Outsmarting God: The Tangled Web of Enlightenment and The Mind

Outsmarting God and the tangled web of enlightenment. It is all a mental exercise, a kind of spiritual searching that causes confusion and leads to a certain kind of insanity.

I am especially prone to overthinking things. People always say how I "live in my head" too much. I agree completely. I don't want to. However, there have always been things in life that I couldn't quite get the right view of and it disturbed me how people are so willing to just buy into a mentality or belief without much questioning. Even though there has to be a certain amount of faith in life, I am not sure a "blind faith" is necessarily meant by this.

This article started a long time ago. It all started when I was first presented with the idea of "God", "Jesus", "Religion", and how to live life. This of course gave way to all of the questions that get posed if you are at all a thinking human being, which can't get answered because nobody can know it.

Then you get confronted by the Atheists, Agnostics, Spiritual sects, and so on which all seem to have completely logical answers to the questions. They all claim to have "The Answer".

I have come to the conclusion after many years of this sort of searching that there is no "The Answer" but only "Questions". The main factor here is the state of mind. When you have "The Answer" your mind closes but when you have "Questions" your mind opens. I like having an open mind and really I believe it is the healthy state of mind to have. Knowing, or thinking you know, all the answers is extremely limiting. It places barriers between you and others. Even with this philosophy it is easy to get trapped into thinking that this is "The Answer", it isn't. Something else is. What? Nobody knows. That is where God comes in.

The self serving theologies of religions require you to believe in God. The natural reaction by thinking people is often against that notion because you can't "Prove" that God exists, and if you can't prove it, it doesn't exist. However, like Yuri Gegarin who said the "I looked outside and didn't see God in heaven." if you think you are going to find "God" in space and time of our reality that isn't going to happen.

The crux of what I am getting at here is that the problem with reasoning that there is no God is actually an arrogant way to live. What does believing in God mean? It really means to "Sacrifice your ego and allowing the wisdom of that which you don't know to become your inspiration." It is the humbling statement "I can't know it all and there must be a higher knowledge out there that I can't explain."

I guess it all has to do with semantics and how you define God. But, to me the most critical element is the ability to humble oneself in admitting that you don't and can't know "it all".

There is a certain "confession" that goes with it that I believe is very healthy to admit. Which, I believe is how the whole religion thing got started to begin with. It is the "confession" that "I am but a simple human being and have a limited knowledge and understanding so I am willing to open up my mind and try to learn in a spirit of humility all I can from the wisdom of that which goes beyond my mental capacity."

For this reason I believe that "compassion" should supersede "judgement". "Listening" should come before "Speaking". "Curiosity" should precede "Certainty".

The madness that seems to be everywhere today is directly linked to the ego and the defense against a perceived outside threat to a way of thinking and living.
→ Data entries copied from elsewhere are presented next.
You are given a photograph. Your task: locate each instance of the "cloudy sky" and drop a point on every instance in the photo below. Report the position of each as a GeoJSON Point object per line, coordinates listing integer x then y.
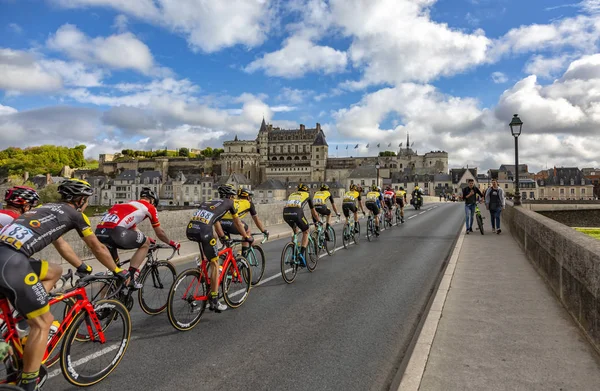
{"type": "Point", "coordinates": [116, 74]}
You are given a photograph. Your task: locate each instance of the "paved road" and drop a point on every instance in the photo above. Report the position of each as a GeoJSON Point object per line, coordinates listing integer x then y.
{"type": "Point", "coordinates": [344, 327]}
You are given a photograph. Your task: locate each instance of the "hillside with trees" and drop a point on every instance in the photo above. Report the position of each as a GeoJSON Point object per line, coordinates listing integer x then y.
{"type": "Point", "coordinates": [41, 160]}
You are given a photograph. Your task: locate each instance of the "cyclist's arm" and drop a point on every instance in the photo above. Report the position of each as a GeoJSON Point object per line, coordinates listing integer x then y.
{"type": "Point", "coordinates": [160, 233]}
{"type": "Point", "coordinates": [66, 251]}
{"type": "Point", "coordinates": [100, 252]}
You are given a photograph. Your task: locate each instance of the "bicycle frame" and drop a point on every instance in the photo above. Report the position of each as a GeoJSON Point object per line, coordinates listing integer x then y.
{"type": "Point", "coordinates": [82, 304]}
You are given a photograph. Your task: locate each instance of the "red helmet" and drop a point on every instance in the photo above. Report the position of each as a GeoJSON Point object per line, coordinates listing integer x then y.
{"type": "Point", "coordinates": [20, 196]}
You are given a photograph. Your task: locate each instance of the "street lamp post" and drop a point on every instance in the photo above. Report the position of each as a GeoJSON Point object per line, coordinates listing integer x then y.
{"type": "Point", "coordinates": [515, 128]}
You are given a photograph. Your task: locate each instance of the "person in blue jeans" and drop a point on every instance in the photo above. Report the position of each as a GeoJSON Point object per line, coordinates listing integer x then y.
{"type": "Point", "coordinates": [470, 194]}
{"type": "Point", "coordinates": [495, 202]}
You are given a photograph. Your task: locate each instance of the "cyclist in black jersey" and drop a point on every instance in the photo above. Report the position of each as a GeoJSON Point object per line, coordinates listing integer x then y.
{"type": "Point", "coordinates": [293, 214]}
{"type": "Point", "coordinates": [200, 230]}
{"type": "Point", "coordinates": [25, 281]}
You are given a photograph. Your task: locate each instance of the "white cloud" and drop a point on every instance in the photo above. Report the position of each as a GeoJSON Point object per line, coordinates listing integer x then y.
{"type": "Point", "coordinates": [499, 77]}
{"type": "Point", "coordinates": [207, 25]}
{"type": "Point", "coordinates": [120, 51]}
{"type": "Point", "coordinates": [299, 56]}
{"type": "Point", "coordinates": [19, 71]}
{"type": "Point", "coordinates": [546, 67]}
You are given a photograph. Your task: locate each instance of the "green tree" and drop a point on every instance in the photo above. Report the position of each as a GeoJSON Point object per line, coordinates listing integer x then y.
{"type": "Point", "coordinates": [49, 193]}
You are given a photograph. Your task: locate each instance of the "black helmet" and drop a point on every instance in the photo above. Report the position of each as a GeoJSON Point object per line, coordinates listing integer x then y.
{"type": "Point", "coordinates": [147, 192]}
{"type": "Point", "coordinates": [71, 188]}
{"type": "Point", "coordinates": [20, 196]}
{"type": "Point", "coordinates": [245, 192]}
{"type": "Point", "coordinates": [226, 191]}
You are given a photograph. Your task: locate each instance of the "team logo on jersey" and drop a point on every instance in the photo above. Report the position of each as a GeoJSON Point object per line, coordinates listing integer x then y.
{"type": "Point", "coordinates": [35, 223]}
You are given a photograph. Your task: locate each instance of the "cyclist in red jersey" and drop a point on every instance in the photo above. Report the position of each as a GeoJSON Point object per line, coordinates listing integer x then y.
{"type": "Point", "coordinates": [118, 230]}
{"type": "Point", "coordinates": [19, 199]}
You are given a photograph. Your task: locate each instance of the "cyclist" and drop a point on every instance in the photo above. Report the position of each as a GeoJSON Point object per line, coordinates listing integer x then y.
{"type": "Point", "coordinates": [200, 230]}
{"type": "Point", "coordinates": [374, 201]}
{"type": "Point", "coordinates": [351, 197]}
{"type": "Point", "coordinates": [118, 230]}
{"type": "Point", "coordinates": [401, 201]}
{"type": "Point", "coordinates": [243, 204]}
{"type": "Point", "coordinates": [389, 197]}
{"type": "Point", "coordinates": [25, 281]}
{"type": "Point", "coordinates": [293, 214]}
{"type": "Point", "coordinates": [320, 202]}
{"type": "Point", "coordinates": [19, 199]}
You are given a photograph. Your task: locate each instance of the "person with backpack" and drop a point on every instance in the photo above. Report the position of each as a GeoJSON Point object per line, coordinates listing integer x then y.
{"type": "Point", "coordinates": [495, 203]}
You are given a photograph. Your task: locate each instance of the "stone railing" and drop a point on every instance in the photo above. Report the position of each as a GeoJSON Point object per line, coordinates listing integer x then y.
{"type": "Point", "coordinates": [568, 260]}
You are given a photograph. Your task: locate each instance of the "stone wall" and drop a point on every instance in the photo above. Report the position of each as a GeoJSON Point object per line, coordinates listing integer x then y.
{"type": "Point", "coordinates": [568, 260]}
{"type": "Point", "coordinates": [575, 218]}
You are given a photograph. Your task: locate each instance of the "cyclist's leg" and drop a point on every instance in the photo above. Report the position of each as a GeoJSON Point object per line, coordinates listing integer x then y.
{"type": "Point", "coordinates": [20, 283]}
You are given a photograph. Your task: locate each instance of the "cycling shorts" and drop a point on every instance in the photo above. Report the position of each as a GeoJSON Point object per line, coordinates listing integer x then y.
{"type": "Point", "coordinates": [203, 235]}
{"type": "Point", "coordinates": [230, 229]}
{"type": "Point", "coordinates": [323, 210]}
{"type": "Point", "coordinates": [295, 218]}
{"type": "Point", "coordinates": [20, 282]}
{"type": "Point", "coordinates": [120, 238]}
{"type": "Point", "coordinates": [373, 207]}
{"type": "Point", "coordinates": [348, 207]}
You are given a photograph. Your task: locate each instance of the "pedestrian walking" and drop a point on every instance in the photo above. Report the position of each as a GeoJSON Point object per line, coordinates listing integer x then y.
{"type": "Point", "coordinates": [495, 203]}
{"type": "Point", "coordinates": [470, 194]}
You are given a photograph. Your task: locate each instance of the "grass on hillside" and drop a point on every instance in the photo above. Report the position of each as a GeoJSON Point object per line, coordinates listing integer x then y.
{"type": "Point", "coordinates": [593, 232]}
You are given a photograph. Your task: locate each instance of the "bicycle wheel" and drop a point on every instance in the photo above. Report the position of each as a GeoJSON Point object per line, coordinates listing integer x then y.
{"type": "Point", "coordinates": [157, 281]}
{"type": "Point", "coordinates": [480, 223]}
{"type": "Point", "coordinates": [256, 260]}
{"type": "Point", "coordinates": [314, 238]}
{"type": "Point", "coordinates": [237, 287]}
{"type": "Point", "coordinates": [184, 306]}
{"type": "Point", "coordinates": [81, 362]}
{"type": "Point", "coordinates": [289, 267]}
{"type": "Point", "coordinates": [346, 236]}
{"type": "Point", "coordinates": [330, 244]}
{"type": "Point", "coordinates": [313, 257]}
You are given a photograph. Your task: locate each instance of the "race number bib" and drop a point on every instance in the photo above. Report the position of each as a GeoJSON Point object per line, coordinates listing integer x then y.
{"type": "Point", "coordinates": [203, 216]}
{"type": "Point", "coordinates": [16, 235]}
{"type": "Point", "coordinates": [110, 218]}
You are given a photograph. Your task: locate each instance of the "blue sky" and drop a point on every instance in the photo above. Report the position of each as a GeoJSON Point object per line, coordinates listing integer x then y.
{"type": "Point", "coordinates": [147, 73]}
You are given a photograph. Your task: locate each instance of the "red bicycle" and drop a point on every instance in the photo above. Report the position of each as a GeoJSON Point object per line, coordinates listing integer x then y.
{"type": "Point", "coordinates": [91, 349]}
{"type": "Point", "coordinates": [189, 293]}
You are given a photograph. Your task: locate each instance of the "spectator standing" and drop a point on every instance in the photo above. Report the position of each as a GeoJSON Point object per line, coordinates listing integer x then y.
{"type": "Point", "coordinates": [495, 203]}
{"type": "Point", "coordinates": [470, 194]}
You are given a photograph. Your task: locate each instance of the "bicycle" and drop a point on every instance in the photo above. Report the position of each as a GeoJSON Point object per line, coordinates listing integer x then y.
{"type": "Point", "coordinates": [351, 231]}
{"type": "Point", "coordinates": [290, 258]}
{"type": "Point", "coordinates": [195, 283]}
{"type": "Point", "coordinates": [479, 219]}
{"type": "Point", "coordinates": [156, 278]}
{"type": "Point", "coordinates": [84, 325]}
{"type": "Point", "coordinates": [320, 239]}
{"type": "Point", "coordinates": [371, 225]}
{"type": "Point", "coordinates": [256, 259]}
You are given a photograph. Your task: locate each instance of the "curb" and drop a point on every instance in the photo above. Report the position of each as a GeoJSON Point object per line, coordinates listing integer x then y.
{"type": "Point", "coordinates": [413, 374]}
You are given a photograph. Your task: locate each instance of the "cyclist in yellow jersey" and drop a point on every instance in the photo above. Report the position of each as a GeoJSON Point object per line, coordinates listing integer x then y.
{"type": "Point", "coordinates": [293, 214]}
{"type": "Point", "coordinates": [349, 203]}
{"type": "Point", "coordinates": [244, 205]}
{"type": "Point", "coordinates": [401, 201]}
{"type": "Point", "coordinates": [320, 202]}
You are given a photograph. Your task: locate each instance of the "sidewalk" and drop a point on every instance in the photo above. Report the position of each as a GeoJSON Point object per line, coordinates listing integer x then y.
{"type": "Point", "coordinates": [500, 327]}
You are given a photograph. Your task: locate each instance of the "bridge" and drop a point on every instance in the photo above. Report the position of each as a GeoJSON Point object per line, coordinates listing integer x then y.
{"type": "Point", "coordinates": [422, 307]}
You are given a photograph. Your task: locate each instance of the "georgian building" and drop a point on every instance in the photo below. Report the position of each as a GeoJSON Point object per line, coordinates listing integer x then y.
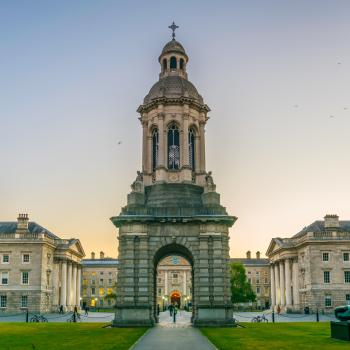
{"type": "Point", "coordinates": [98, 281]}
{"type": "Point", "coordinates": [38, 270]}
{"type": "Point", "coordinates": [258, 275]}
{"type": "Point", "coordinates": [312, 268]}
{"type": "Point", "coordinates": [174, 281]}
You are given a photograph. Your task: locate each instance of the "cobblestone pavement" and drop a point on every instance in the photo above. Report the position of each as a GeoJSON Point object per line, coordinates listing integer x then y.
{"type": "Point", "coordinates": [173, 336]}
{"type": "Point", "coordinates": [183, 319]}
{"type": "Point", "coordinates": [242, 316]}
{"type": "Point", "coordinates": [55, 317]}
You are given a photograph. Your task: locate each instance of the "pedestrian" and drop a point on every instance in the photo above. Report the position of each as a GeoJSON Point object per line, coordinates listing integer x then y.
{"type": "Point", "coordinates": [174, 314]}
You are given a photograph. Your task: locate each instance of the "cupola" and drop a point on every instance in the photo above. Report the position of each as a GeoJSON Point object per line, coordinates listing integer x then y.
{"type": "Point", "coordinates": [173, 59]}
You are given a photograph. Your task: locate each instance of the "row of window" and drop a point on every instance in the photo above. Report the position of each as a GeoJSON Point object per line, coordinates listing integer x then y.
{"type": "Point", "coordinates": [328, 300]}
{"type": "Point", "coordinates": [93, 282]}
{"type": "Point", "coordinates": [4, 277]}
{"type": "Point", "coordinates": [5, 258]}
{"type": "Point", "coordinates": [257, 281]}
{"type": "Point", "coordinates": [173, 63]}
{"type": "Point", "coordinates": [101, 291]}
{"type": "Point", "coordinates": [85, 273]}
{"type": "Point", "coordinates": [326, 256]}
{"type": "Point", "coordinates": [173, 148]}
{"type": "Point", "coordinates": [258, 290]}
{"type": "Point", "coordinates": [327, 277]}
{"type": "Point", "coordinates": [23, 301]}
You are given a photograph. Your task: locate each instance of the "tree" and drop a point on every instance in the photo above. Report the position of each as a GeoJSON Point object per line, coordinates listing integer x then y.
{"type": "Point", "coordinates": [112, 295]}
{"type": "Point", "coordinates": [241, 289]}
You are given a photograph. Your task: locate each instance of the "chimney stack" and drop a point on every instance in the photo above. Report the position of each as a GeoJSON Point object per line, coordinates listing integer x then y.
{"type": "Point", "coordinates": [22, 222]}
{"type": "Point", "coordinates": [331, 221]}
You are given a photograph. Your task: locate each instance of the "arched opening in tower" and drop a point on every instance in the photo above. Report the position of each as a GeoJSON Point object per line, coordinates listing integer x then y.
{"type": "Point", "coordinates": [173, 285]}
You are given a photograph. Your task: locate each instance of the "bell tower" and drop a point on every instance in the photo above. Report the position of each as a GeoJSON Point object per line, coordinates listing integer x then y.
{"type": "Point", "coordinates": [173, 117]}
{"type": "Point", "coordinates": [173, 208]}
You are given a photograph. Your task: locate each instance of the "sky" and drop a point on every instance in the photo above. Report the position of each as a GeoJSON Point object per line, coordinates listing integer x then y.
{"type": "Point", "coordinates": [275, 74]}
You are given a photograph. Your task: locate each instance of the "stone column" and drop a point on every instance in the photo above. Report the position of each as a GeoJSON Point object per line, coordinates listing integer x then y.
{"type": "Point", "coordinates": [166, 282]}
{"type": "Point", "coordinates": [282, 284]}
{"type": "Point", "coordinates": [63, 297]}
{"type": "Point", "coordinates": [288, 283]}
{"type": "Point", "coordinates": [277, 284]}
{"type": "Point", "coordinates": [296, 301]}
{"type": "Point", "coordinates": [184, 283]}
{"type": "Point", "coordinates": [185, 149]}
{"type": "Point", "coordinates": [202, 145]}
{"type": "Point", "coordinates": [74, 287]}
{"type": "Point", "coordinates": [69, 284]}
{"type": "Point", "coordinates": [145, 149]}
{"type": "Point", "coordinates": [197, 153]}
{"type": "Point", "coordinates": [149, 153]}
{"type": "Point", "coordinates": [273, 287]}
{"type": "Point", "coordinates": [161, 154]}
{"type": "Point", "coordinates": [78, 289]}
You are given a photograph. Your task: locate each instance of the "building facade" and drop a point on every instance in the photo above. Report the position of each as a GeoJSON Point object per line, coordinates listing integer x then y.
{"type": "Point", "coordinates": [173, 208]}
{"type": "Point", "coordinates": [312, 269]}
{"type": "Point", "coordinates": [99, 277]}
{"type": "Point", "coordinates": [258, 275]}
{"type": "Point", "coordinates": [38, 270]}
{"type": "Point", "coordinates": [174, 282]}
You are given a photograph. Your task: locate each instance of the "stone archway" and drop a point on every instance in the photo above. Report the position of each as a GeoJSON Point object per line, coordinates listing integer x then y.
{"type": "Point", "coordinates": [148, 233]}
{"type": "Point", "coordinates": [161, 253]}
{"type": "Point", "coordinates": [175, 298]}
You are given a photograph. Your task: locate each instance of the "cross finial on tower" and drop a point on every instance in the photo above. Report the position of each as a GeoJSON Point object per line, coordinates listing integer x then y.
{"type": "Point", "coordinates": [173, 27]}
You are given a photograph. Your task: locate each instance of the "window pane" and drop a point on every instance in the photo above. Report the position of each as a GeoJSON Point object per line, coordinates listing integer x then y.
{"type": "Point", "coordinates": [347, 276]}
{"type": "Point", "coordinates": [173, 62]}
{"type": "Point", "coordinates": [173, 147]}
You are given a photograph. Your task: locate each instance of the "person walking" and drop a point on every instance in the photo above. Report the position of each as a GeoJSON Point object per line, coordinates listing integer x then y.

If it isn't like me, it shouldn't be, so kill it. That is crazy. What are they killing? What are they fighting against?

The madness is fighting against their own wisdom. Every time you kill you eliminate wisdom from your future. You eliminate someone that you could have learned from. Someone who may hold the answer to a question you have. Yes, we have to defend ourselves, even to the death, but the insanity lies in the idea that the problem can be solved by someone dying. It can't, it only pushes the answers farther away.

The sooner homo-sapiens realize that they are not all knowing and humble themselves before the eternal and infinite wisdom and knowledge of the universe the sooner peace will be our reward. Sadly, that is unlikely because the thirst for power and control are too much for our little minds to handle and we will continue to commit insane acts all because someone is probably doing it to us.